The Zika vaccines market is expected to witness significant growth, due to high incidence of Zika virus infection. In November 2019, The European Centers for Disease Control confirmed the first three cases of Zika that started in southern France. Zika is spread mostly by the bite of an infected Aedes species mosquito. These mosquitoes bite during the day and night. Recently, there have been clusters of cases of meningitis, encephalitis, meningitis and other neurological conditions caused by the disease. There are also links to birth defects and neurological problems in some of the babies born to infected mothers. Such concerns are expected to aid in growth of the Zika vaccines market.
R&D of new products is expected to aid in growth of the Zika
vaccines market. Currently, a licensed product, in the form of a live virus
extract, is under clinical trials. A Zika vaccine is targeted at preventing the
complications and symptoms of pregnancy-related Zoonotic infections caused by
the strain of Aedes species. Since it is generally associated with an airborne
infection, it was assumed that a vaccine would be needed to prevent infection
during pregnancy. There have been no clinical trials testing the safety of this
vaccine in pregnant women, however, since the product's development stage
involves both in vitro and in silico technologies.
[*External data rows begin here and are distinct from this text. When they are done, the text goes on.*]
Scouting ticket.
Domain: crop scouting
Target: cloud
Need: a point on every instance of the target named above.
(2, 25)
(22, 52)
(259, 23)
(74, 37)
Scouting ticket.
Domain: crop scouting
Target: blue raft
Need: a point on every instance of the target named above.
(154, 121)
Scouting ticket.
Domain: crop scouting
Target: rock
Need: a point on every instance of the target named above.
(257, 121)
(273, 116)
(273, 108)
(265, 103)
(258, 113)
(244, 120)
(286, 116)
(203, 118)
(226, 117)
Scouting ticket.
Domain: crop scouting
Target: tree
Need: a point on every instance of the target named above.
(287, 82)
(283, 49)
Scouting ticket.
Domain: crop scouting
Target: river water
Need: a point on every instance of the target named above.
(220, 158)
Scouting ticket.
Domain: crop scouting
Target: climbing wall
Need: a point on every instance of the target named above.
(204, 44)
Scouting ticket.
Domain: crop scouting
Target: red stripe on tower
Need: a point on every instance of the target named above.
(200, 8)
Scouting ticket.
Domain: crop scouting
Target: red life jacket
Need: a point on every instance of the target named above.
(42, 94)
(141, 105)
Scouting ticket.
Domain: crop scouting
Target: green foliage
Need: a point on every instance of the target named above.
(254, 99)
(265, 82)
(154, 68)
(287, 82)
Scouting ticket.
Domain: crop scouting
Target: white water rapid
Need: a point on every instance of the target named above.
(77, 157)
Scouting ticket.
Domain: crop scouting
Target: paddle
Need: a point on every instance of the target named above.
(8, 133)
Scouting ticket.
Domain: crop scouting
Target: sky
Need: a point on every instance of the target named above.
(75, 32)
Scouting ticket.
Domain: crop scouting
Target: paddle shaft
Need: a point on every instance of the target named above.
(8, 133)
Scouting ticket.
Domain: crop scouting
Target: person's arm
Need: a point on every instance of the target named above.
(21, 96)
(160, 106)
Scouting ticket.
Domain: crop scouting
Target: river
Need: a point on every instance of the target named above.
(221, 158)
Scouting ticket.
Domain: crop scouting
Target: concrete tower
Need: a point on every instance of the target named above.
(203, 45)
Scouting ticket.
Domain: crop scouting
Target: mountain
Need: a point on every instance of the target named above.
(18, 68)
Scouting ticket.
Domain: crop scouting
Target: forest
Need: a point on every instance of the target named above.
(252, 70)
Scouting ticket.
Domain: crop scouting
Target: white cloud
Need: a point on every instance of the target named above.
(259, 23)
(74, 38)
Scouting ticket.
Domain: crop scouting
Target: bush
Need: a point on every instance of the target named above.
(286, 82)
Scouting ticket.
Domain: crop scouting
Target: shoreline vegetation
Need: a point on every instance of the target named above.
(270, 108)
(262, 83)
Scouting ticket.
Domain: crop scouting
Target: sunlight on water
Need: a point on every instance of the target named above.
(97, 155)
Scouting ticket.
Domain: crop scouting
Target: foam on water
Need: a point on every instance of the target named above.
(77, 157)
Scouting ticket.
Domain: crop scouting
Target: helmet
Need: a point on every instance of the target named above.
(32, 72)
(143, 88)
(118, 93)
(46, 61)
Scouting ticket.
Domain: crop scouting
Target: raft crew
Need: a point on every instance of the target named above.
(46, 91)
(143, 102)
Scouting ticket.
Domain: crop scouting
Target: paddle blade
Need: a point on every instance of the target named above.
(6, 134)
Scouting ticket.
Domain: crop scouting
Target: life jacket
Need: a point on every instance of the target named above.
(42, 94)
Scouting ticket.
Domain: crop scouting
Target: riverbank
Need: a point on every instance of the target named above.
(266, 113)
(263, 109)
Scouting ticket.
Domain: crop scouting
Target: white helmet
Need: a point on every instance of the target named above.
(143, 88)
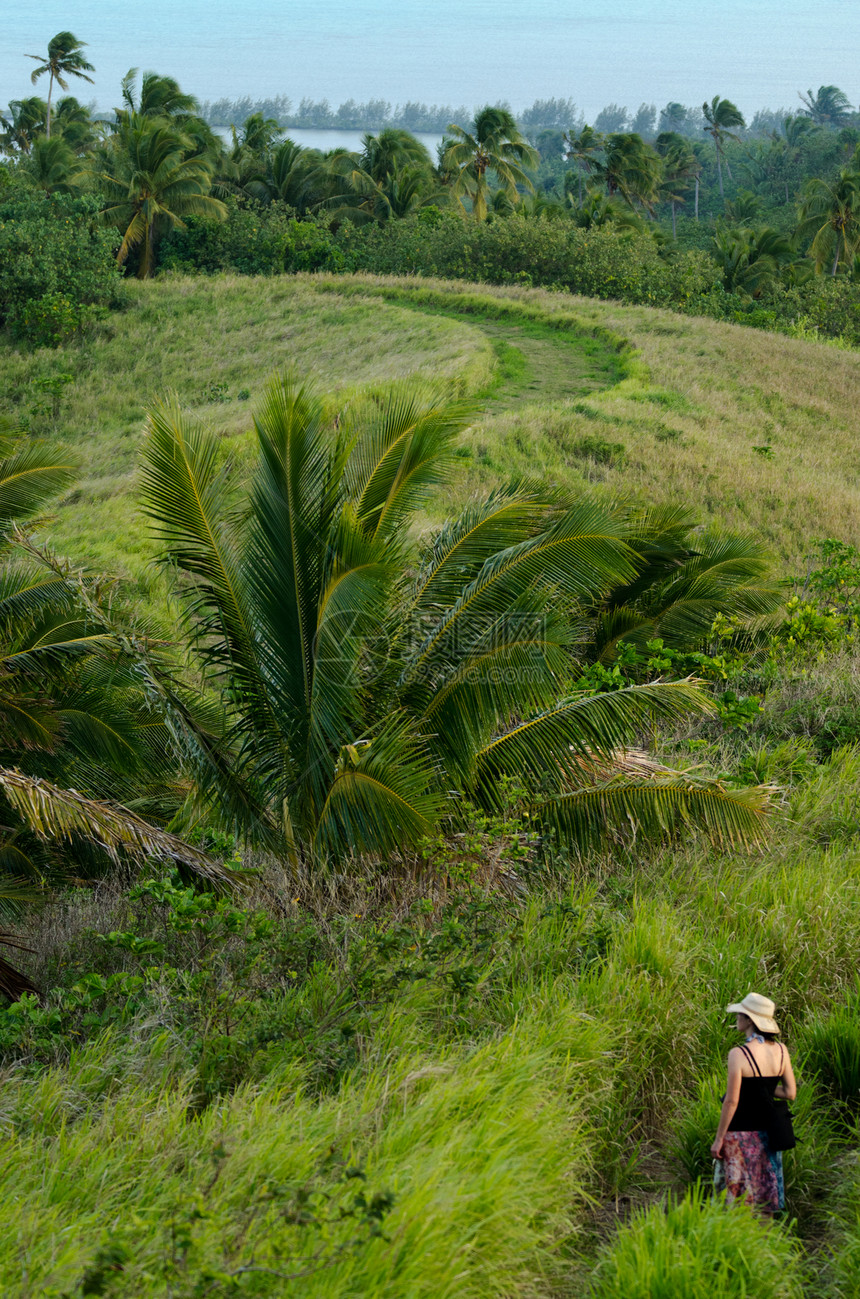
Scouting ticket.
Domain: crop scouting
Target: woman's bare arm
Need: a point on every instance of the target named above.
(787, 1089)
(729, 1100)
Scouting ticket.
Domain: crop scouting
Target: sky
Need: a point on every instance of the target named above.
(755, 52)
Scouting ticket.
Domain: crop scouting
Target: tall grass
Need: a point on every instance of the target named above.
(696, 1250)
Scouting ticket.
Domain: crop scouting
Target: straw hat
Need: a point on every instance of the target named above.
(759, 1009)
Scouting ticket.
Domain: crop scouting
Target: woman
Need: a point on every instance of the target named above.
(747, 1165)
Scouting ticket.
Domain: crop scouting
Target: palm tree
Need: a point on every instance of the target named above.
(721, 116)
(751, 260)
(830, 217)
(630, 168)
(829, 107)
(25, 122)
(598, 211)
(686, 578)
(159, 96)
(52, 165)
(391, 177)
(77, 734)
(75, 124)
(64, 60)
(494, 146)
(680, 168)
(368, 690)
(582, 148)
(294, 174)
(259, 135)
(150, 183)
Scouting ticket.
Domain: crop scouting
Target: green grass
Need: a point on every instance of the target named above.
(209, 340)
(531, 1098)
(683, 402)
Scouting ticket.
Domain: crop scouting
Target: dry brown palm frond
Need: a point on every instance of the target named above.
(51, 813)
(13, 983)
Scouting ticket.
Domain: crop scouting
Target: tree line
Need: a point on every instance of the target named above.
(778, 207)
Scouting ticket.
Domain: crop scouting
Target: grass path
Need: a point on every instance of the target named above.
(752, 430)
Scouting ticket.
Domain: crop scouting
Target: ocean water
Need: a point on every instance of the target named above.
(756, 52)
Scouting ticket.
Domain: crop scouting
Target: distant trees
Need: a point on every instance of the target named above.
(583, 148)
(829, 107)
(494, 144)
(150, 183)
(722, 118)
(630, 168)
(64, 59)
(680, 170)
(830, 218)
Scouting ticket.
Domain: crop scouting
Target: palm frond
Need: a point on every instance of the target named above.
(659, 808)
(30, 473)
(403, 450)
(53, 813)
(383, 794)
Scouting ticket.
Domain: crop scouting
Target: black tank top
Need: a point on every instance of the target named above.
(754, 1104)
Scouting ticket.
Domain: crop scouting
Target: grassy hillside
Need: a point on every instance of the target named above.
(752, 429)
(399, 1085)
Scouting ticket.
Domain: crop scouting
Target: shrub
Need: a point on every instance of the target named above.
(830, 1047)
(50, 320)
(55, 259)
(253, 240)
(696, 1248)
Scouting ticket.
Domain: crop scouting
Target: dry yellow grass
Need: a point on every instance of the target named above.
(711, 394)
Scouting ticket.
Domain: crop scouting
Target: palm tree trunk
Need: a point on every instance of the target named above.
(144, 270)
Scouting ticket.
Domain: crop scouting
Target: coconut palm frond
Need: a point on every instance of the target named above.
(660, 807)
(53, 813)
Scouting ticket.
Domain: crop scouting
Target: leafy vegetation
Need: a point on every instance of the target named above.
(373, 898)
(567, 205)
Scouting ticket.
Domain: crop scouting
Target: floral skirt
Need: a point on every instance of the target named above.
(751, 1171)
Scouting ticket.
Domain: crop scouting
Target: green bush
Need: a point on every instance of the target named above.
(55, 260)
(50, 320)
(696, 1248)
(830, 1048)
(520, 251)
(253, 240)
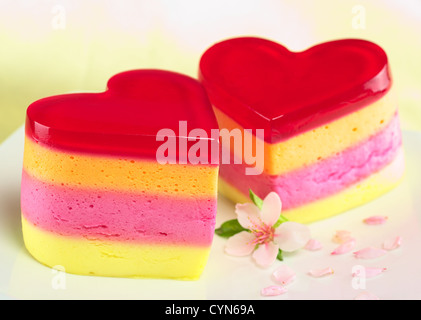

North America Zika vaccines market is driven by R&D of
new products. The Canadian Pest Management Regulatory Authority is currently
evaluating four related Zika virus vaccines in development. The first is a type
2 injectable vaccine intended for women of childbearing age; the second is a vehicle
injected in kittens that prevent the infection from occurring in kittens that
are not immunized; the third is a whole virus product designed to be
administered to pregnant mothers; and the fourth is an in vitro cell culture
product aimed at preventing the infection in cell cultures. These vaccines are
currently being evaluated in phase 1 clinical trials. No medication has been
proven to stop or prevent the spread of the zika virus, but vaccines can reduce
the risk to infants and mothers when infected.
The clinical trial procedures vary according to the type of
product being tested. In the case of the in-vitro zika virus vaccine
candidates, which are manufactured in the laboratories and then distributed by
means of nasal trays into the nasal cavity, the primary test procedure involves
exposing the vaccines to irritants and then monitoring the reaction of the mice
for approximately two hours post-exposure. The product is expected to be able
to protect mice from infection if at least one injection is successful.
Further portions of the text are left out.